Supreme Court Rules for Police Officers in Free Speech Retaliation Case

It has been three cases and nearly a decade in the making but the Supreme Court has finally ruled in Nieves v. Bartlett that the existence of probable cause defeats a First Amendment retaliatory arrest case…with one, small caveat. The State and Local Legal Center (SLLC) filed an amicus brief in favor of the broader ruling in this case.

While police officer Luis Nieves and Russell Bartlett have different versions of what happened at Artic Man, a weeklong winter sports festival in Alaska, even the Ninth Circuit agreed that Sergeant Nieves had probable cause to arrest Bartlett. Sergeant Nieves knew Bartlett had been drinking and talking loudly when he saw Bartlett stand close to another officer and the officer push Bartlett away. But Bartlett claimed Sergeant Nieves really arrested him in violation of his First Amendment free speech rights because he had refused to speak to Sergeant Nieves previously, which Bartlett reminded Sergeant Nieves of when he was being arrested.

The Ninth Circuit held that Bartlett could bring a First Amendment retaliatory arrest case even though there was probable cause to arrest him because a retaliatory arrest would “chill a person of ordinary firmness from future First Amendment activity” and “Bartlett had presented enough evidence that his speech was a but-for cause of the arrest.”   

The Supreme Court disagreed 6-3 holding that probable cause generally defeats a retaliatory arrest claim. Chief Justice Roberts, writing for the majority, relied primarily on Hartman v. Moore (2006), where the Court held that probable cause defeats retaliatory prosecution claims. In Hartman, the Court noted that proving causation is difficult in retaliatory prosecution cases because “the official with the malicious motive does not carry out the retaliatory action himself—the decision to bring charges is instead made by a prosecutor, who is generally immune from suit and whose decisions receive a presumption of regularity.”

Similarly, it is difficult to determine if protected speech is the cause of an arrest because “protected speech is often a ‘wholly legitimate consideration’ for officers when deciding whether to make an arrest.
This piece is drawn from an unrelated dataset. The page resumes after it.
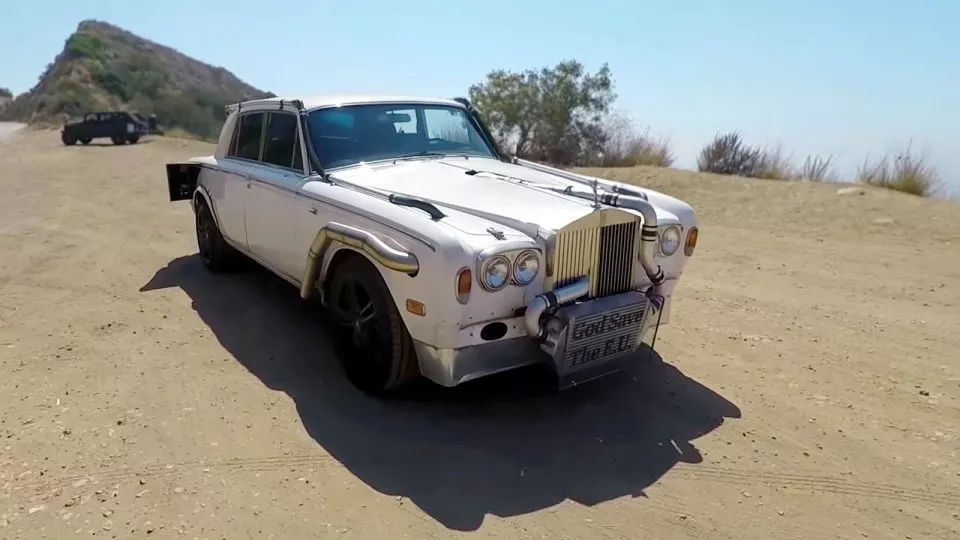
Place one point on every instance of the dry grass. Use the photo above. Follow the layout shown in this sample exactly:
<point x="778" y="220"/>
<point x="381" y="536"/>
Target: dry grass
<point x="905" y="172"/>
Officers frequently must make ‘split-second judgments’ when deciding whether to arrest, and the content and manner of a suspect’s speech may convey vital information—for example, if he is ‘ready to cooperate’ or rather ‘present[s] a continuing threat.’ If probable cause doesn’t defeat a First Amendment retaliatory arrest claim “[a]ny inartful turn of phrase or perceived slight during a legitimate arrest could land an officer in years of litigation.”

The Court’s caveat is the “no-probable cause requirement should not apply when a plaintiff presents objective evidence that he was arrested when otherwise similarly situated individuals not engaged in the same sort of protected speech had not been.” An example Chief Justice Roberts offers is a person complaining about police misconduct being arrested for jaywalking. Police officers typically “exercise their discretion” and don’t arrest people for very minor crimes like jaywalking. While Justices Breyer, Alito, Kagan, and Kavanaugh, agreed with this “narrow qualification,” Justice Thomas, who otherwise joined the majority opinion, did not.  

In Reichle v. Howards (2012) the Supreme Court failed to decide whether to adopt the no-probable-cause rule in First Amendment retaliatory arrest claims. Instead it gave qualified immunity to Secret Service agents who arrested Steven Howards for touching Vice President Dick Cheney and lying about it. Howards told Cheney his “policies in Iraq are disgusting.”

In Lozman v. Riviera Beach (2018) the Court held that Fane Lozman, who was arrested at a city council meeting for refusing to stop talking, was not barred from bringing a First Amendment retaliatory arrest claim even though the city had probable cause to arrest him. Lozman claimed the city council arrested him as part of a strategy to intimidate him because he filed a lawsuit against the city. The Court declined to decide as a general rule whether probable cause is required to bring a more typical retaliatory arrest cases like Nieves.

Sean Gallagher, Bennett Cohen, and Britton St. Onge of Polsinelli wrote the SLLC amicus brief which the following organizations joined:  the National Association of Counties, the National League of Cities, the United States Conference of Mayors, the International City/County Management Association, and the International Municipal Lawyers Association.